Welcome back to The Flyover, your daily midday digest of what local media outlets and Twitter-ers are gabbing about.

Three Is a Trend

Back in February, we brought you news (not unlike our pals Bring Me the News) of Minnesota’s first two unionizing Starbucks—one in south Minneapolis, one in St. Paul’s Midway area. Now an “overwhelming” number of workers at a third location in St. Anthony have signed union cards, signaling their intent to vote on unionization. “We believe that unionizing veritably equalizes us at the table when we come together to create practical, sustainable, and fair solutions to the challenges we face every day in our store,” the St. Anthony workers wrote in an email Tuesday to Howard Schultz, the union-busting Starbucks CEO who returned to his post as 150+ locations at his company move to unionize. After Buffalo, New York, became home to the world’s first union Starbucks in December, pro-labor energy surged across the globe's largest coffee chain. Esau Chavez, an organizer with SEIU-affiliated Starbucks Workers United, tells us the Minneapolis and St. Paul shops will vote on whether to unionize by mid-April. “We are a little nervous about the union-busting tactics Starbucks has been employing,” worker Kasey Copeland told us last month. “But that doesn’t add up to their mission and values. They don’t scare us.”

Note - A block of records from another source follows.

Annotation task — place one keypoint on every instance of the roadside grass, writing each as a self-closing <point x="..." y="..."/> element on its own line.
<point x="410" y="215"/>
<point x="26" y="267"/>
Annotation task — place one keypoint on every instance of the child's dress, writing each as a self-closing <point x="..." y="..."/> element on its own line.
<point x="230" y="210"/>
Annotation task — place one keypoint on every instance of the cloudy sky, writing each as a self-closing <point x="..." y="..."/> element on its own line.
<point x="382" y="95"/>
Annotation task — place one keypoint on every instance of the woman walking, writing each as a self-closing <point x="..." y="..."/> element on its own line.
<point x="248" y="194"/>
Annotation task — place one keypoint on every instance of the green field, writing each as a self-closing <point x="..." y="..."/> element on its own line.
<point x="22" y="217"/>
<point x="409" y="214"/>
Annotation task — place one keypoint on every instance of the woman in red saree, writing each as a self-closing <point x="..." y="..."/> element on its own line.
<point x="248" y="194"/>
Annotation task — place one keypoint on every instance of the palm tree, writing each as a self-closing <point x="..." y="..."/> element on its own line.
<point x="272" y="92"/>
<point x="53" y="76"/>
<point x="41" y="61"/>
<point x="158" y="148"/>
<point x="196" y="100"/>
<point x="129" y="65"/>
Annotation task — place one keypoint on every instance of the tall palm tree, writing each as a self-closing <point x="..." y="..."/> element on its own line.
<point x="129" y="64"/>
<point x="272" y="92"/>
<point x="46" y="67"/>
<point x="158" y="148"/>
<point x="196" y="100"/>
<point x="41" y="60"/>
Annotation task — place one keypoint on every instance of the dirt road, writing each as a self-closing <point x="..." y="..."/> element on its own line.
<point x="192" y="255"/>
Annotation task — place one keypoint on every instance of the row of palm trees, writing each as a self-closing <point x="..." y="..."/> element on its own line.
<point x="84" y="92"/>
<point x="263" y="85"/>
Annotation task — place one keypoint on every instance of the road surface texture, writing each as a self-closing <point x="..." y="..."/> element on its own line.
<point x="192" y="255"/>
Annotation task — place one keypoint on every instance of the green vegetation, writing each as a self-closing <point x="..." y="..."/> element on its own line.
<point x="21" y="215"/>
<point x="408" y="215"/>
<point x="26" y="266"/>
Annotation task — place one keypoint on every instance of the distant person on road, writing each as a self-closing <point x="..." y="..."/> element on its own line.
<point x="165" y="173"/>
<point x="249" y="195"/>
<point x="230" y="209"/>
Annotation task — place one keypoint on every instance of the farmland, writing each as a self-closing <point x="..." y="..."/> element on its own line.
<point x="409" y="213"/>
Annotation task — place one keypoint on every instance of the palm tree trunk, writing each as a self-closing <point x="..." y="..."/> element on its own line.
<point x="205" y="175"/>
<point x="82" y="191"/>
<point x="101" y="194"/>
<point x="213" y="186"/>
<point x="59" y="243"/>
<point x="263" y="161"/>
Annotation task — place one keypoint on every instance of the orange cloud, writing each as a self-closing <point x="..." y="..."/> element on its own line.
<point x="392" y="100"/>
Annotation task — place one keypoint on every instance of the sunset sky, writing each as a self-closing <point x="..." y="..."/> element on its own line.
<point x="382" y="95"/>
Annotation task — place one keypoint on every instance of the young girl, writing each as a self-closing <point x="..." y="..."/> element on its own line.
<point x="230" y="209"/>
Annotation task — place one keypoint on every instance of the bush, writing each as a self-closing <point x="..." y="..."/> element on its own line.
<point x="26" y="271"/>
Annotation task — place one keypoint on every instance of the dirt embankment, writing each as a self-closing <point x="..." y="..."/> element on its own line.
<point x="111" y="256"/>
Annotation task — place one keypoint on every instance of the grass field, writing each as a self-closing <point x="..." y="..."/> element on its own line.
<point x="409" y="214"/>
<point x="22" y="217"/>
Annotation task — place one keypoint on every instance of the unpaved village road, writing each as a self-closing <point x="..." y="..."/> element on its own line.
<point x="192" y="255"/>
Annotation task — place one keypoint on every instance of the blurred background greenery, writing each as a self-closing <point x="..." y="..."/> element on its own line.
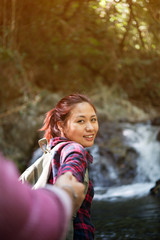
<point x="79" y="45"/>
<point x="107" y="49"/>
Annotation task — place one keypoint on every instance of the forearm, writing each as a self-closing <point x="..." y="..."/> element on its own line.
<point x="30" y="214"/>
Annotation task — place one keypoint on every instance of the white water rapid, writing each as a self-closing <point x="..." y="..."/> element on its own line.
<point x="143" y="139"/>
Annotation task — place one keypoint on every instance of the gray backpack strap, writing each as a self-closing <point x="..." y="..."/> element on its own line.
<point x="38" y="173"/>
<point x="86" y="181"/>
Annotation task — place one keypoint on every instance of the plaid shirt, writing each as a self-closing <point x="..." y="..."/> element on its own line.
<point x="71" y="156"/>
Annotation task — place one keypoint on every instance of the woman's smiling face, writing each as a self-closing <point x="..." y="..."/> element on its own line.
<point x="81" y="125"/>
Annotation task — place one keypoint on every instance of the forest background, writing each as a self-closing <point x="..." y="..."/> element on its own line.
<point x="96" y="47"/>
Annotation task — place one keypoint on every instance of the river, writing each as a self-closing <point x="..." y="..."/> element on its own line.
<point x="120" y="211"/>
<point x="133" y="218"/>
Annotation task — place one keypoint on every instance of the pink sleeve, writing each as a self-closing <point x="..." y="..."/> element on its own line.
<point x="30" y="214"/>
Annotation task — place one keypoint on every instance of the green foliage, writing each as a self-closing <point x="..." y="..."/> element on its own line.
<point x="69" y="45"/>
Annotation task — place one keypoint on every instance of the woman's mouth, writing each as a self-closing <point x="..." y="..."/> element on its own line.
<point x="89" y="137"/>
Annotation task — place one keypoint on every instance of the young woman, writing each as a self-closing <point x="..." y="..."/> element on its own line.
<point x="74" y="122"/>
<point x="42" y="214"/>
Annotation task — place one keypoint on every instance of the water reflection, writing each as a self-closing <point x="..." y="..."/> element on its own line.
<point x="127" y="219"/>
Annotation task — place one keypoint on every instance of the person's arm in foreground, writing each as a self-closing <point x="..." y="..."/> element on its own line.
<point x="35" y="214"/>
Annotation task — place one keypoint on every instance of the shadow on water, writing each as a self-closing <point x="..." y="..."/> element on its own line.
<point x="136" y="218"/>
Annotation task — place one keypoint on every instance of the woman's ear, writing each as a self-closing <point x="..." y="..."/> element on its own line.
<point x="60" y="127"/>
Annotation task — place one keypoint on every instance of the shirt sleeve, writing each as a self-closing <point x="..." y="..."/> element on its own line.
<point x="73" y="159"/>
<point x="30" y="214"/>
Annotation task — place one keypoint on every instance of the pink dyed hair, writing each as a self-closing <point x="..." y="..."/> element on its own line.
<point x="60" y="113"/>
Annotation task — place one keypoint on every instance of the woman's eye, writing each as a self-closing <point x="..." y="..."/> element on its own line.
<point x="94" y="119"/>
<point x="80" y="121"/>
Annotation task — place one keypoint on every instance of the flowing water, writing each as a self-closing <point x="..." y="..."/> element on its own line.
<point x="128" y="211"/>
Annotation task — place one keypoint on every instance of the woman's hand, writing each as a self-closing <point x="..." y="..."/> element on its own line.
<point x="74" y="188"/>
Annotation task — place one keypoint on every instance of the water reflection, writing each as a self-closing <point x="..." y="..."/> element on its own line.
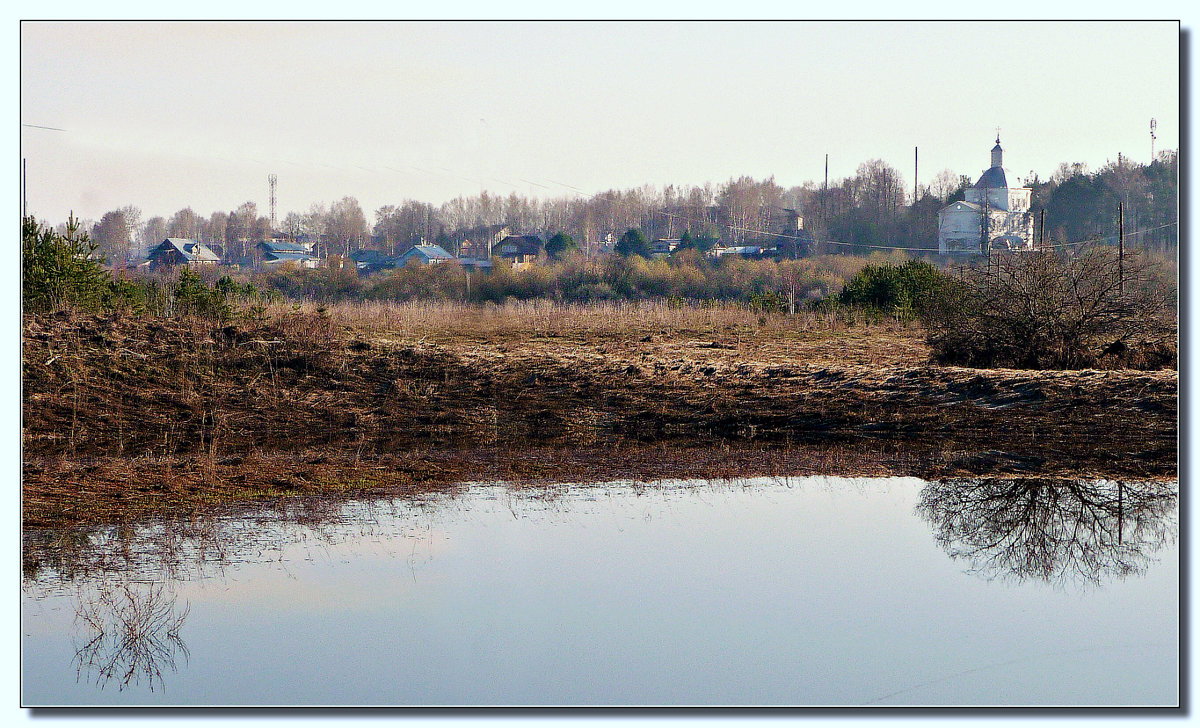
<point x="1051" y="529"/>
<point x="129" y="633"/>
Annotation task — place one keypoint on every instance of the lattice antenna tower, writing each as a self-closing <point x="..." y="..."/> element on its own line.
<point x="273" y="182"/>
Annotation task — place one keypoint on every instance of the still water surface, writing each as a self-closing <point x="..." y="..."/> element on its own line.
<point x="799" y="591"/>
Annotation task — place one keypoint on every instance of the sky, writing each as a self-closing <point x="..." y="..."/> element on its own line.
<point x="167" y="115"/>
<point x="199" y="115"/>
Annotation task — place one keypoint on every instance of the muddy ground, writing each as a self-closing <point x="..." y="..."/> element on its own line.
<point x="126" y="416"/>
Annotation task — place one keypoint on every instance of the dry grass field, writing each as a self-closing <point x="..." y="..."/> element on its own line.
<point x="126" y="416"/>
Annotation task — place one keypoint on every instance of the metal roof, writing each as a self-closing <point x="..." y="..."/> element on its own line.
<point x="191" y="250"/>
<point x="430" y="252"/>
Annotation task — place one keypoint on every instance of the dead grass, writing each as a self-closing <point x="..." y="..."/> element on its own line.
<point x="124" y="416"/>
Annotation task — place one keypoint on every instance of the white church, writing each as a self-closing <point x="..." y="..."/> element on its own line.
<point x="994" y="216"/>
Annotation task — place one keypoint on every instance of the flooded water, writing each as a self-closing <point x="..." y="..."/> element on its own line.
<point x="802" y="591"/>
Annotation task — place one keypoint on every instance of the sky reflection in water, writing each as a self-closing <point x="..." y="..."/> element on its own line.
<point x="803" y="591"/>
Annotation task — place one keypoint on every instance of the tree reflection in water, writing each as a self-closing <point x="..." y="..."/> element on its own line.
<point x="132" y="635"/>
<point x="1051" y="529"/>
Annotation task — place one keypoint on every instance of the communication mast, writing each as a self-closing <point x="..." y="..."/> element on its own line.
<point x="273" y="181"/>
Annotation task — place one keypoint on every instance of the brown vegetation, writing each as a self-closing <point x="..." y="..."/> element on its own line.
<point x="129" y="415"/>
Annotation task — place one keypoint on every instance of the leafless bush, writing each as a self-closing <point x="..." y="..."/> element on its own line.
<point x="132" y="633"/>
<point x="1036" y="311"/>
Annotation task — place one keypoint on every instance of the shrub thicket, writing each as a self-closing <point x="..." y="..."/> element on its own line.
<point x="904" y="289"/>
<point x="685" y="276"/>
<point x="64" y="271"/>
<point x="1051" y="311"/>
<point x="61" y="270"/>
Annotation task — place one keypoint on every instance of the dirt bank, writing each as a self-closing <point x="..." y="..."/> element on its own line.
<point x="125" y="415"/>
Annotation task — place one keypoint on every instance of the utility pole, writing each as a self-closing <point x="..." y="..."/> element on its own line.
<point x="913" y="175"/>
<point x="1121" y="248"/>
<point x="271" y="182"/>
<point x="825" y="204"/>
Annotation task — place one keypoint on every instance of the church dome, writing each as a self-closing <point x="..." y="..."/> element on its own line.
<point x="997" y="176"/>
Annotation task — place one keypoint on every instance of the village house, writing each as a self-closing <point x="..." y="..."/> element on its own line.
<point x="663" y="247"/>
<point x="521" y="250"/>
<point x="479" y="242"/>
<point x="371" y="262"/>
<point x="994" y="216"/>
<point x="276" y="252"/>
<point x="424" y="254"/>
<point x="181" y="251"/>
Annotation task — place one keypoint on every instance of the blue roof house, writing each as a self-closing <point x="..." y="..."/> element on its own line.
<point x="424" y="254"/>
<point x="181" y="251"/>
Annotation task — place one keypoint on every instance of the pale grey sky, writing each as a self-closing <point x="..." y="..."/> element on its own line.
<point x="198" y="114"/>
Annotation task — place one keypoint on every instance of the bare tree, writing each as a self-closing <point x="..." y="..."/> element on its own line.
<point x="1051" y="529"/>
<point x="1047" y="310"/>
<point x="184" y="223"/>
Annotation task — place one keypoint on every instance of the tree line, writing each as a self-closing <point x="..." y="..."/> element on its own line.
<point x="874" y="206"/>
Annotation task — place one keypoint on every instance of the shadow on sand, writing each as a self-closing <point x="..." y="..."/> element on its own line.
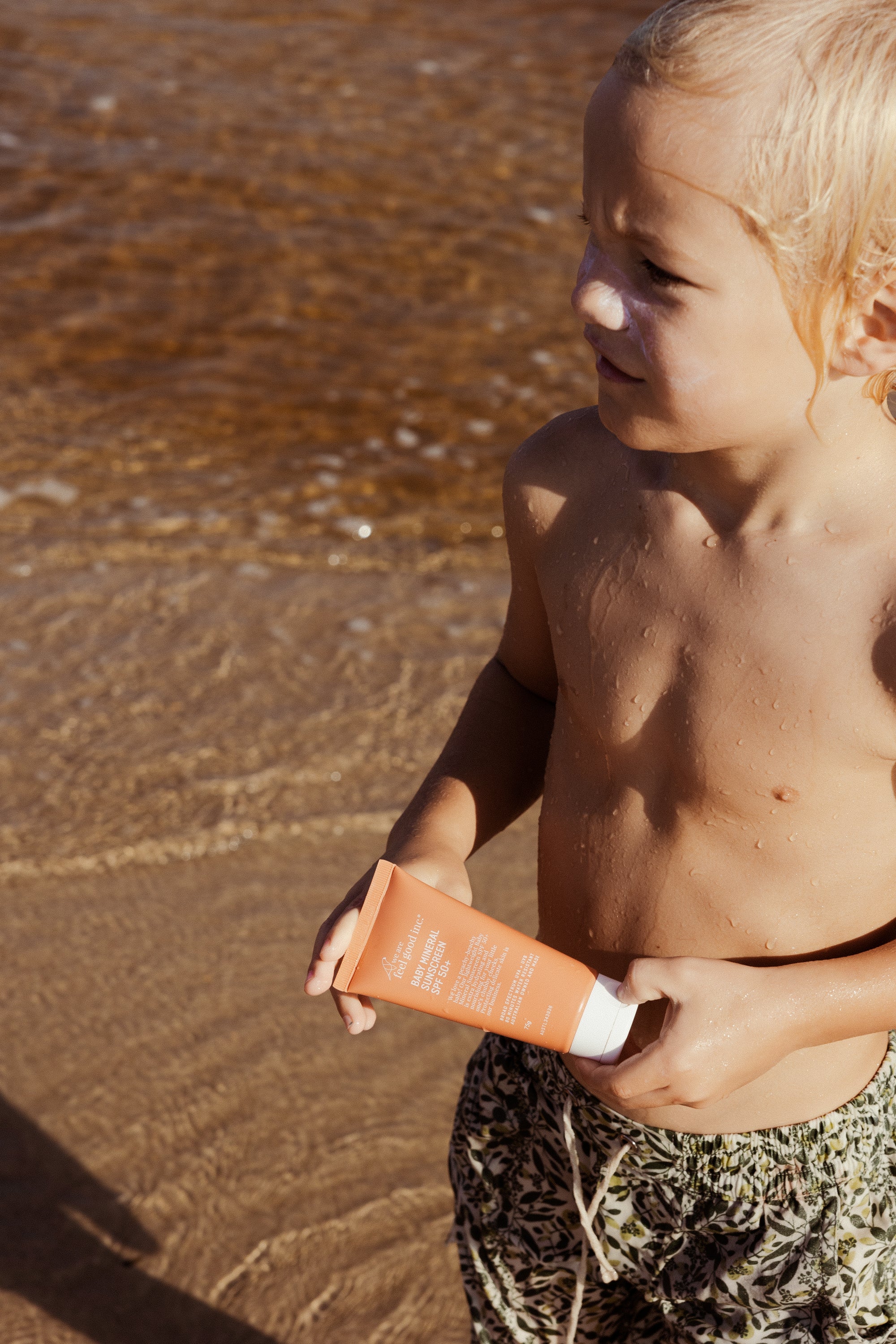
<point x="69" y="1246"/>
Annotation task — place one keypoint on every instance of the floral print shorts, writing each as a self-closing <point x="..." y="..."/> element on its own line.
<point x="780" y="1234"/>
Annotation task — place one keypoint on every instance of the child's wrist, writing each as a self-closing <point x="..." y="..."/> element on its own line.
<point x="804" y="1004"/>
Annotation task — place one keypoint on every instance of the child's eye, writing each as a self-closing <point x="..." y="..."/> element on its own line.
<point x="659" y="276"/>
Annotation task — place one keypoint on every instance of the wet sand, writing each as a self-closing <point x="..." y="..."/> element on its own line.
<point x="281" y="292"/>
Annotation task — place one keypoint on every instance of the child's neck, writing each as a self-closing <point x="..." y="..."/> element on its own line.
<point x="845" y="474"/>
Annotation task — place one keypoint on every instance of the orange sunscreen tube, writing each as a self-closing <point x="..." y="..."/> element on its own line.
<point x="416" y="947"/>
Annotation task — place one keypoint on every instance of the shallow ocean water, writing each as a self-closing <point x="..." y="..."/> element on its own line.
<point x="283" y="287"/>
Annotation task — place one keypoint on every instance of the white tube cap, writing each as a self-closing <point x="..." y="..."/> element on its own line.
<point x="605" y="1025"/>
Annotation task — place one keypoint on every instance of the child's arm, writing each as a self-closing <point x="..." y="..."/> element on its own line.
<point x="727" y="1025"/>
<point x="491" y="771"/>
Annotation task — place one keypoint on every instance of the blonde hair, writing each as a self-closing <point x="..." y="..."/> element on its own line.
<point x="820" y="187"/>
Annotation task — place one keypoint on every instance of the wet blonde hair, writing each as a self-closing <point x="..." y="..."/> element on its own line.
<point x="820" y="186"/>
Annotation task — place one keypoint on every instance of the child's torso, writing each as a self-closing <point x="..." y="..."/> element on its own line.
<point x="720" y="779"/>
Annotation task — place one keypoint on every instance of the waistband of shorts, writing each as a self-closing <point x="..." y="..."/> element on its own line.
<point x="763" y="1164"/>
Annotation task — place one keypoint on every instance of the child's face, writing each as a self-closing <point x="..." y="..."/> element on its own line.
<point x="684" y="310"/>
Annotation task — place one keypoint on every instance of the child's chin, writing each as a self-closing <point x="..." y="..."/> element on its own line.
<point x="636" y="432"/>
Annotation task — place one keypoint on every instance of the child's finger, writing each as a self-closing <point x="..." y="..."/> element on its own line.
<point x="357" y="1011"/>
<point x="646" y="979"/>
<point x="640" y="1076"/>
<point x="332" y="948"/>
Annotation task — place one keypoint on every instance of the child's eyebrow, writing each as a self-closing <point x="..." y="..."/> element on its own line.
<point x="637" y="234"/>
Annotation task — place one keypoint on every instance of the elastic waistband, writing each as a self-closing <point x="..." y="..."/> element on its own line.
<point x="763" y="1164"/>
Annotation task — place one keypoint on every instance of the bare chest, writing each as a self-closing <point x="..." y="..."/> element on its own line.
<point x="727" y="666"/>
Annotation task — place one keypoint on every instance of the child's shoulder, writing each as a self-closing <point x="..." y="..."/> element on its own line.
<point x="570" y="456"/>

Report: Kids Cost Way Too Much

Whether we have kids or not, we all know that raising a human until they can move out and make their own money is hella expensive. Now there’s even more hard data to support this truth. A recent study by local pro-biz org the Itasca Project suggests that the rising cost of child care and the lack of availability of care–especially if you live in a rural area or are a POC–means we’re headed for a major crisis. According to Child Care Aware, Minnesota has some of the highest child-care rates in the country; if you’re in Hennepin County, you’re spending about $18,500 a year to care for an infant, and $13,500 if your kid makes it past the toddler stage. It’s not all doom and gloom, however. This handy breakdown by Axios mentions that Gov. Tim Walz’s budget proposal has money set aside for low-income child care expenses, and DFLers are looking to push through more tax credits for people currently raising tiny humans.

Anonymi-ski

Hey, wealthy Minnesotans, check this out: An anonymous buyer just donated a 352-acre property upstate to the county, and it will soon be turned into public parkland. The Star Tribune reports that the former Val Chatel ski resort, located near Park Rapids, was once a quintessential Minnesota ski resort. (Think yodeling, a supper club, and apparently, a group of goats that meandered around the grounds.) After years of disrepair, an anonymous donor, working with San Francisco's Trust for Public Land, closed on the $1.8 million grounds on March 7, then donated the land to Hubbard County, which plans to preserve the area and oversee a campground, along with hiking, biking, snowshoeing, and cross-country skiing trails. As for the identity of this mysterious buyer? Bob McGillivray, the trust's land protection director, would tell the Strib only that the donor is "from the greater Twin Cities area." Deep Lake Regional Park is slated to open in 2024. 

91 Cities Reject State Bill to Require Density

Rep. Steve Elkins’s ambitious “Legalizing Affordable Housing Act” has run into a new challenge, with 91 city councils across Minnesota passing resolutions to reject the Bloomington Democrat’s “grand bargain” between cities and developers, Minnesota Reformer reports. (The resolutions are identical, based on a template from the League of Minnesota Cities.) The bill would limit a city’s power over zoning—for instance, the minimum mandated lot size would be set statewide at an eighth of an acre. The cities complain that the bill provides handoffs to developers that won’t necessarily lead to an increase in affordable housing. The bill’s supporters say the cities just don’t want to lose their control over development. Who is right? Who is wrong? Honestly, this is kinda feeling like an Alien vs. Predator sitch.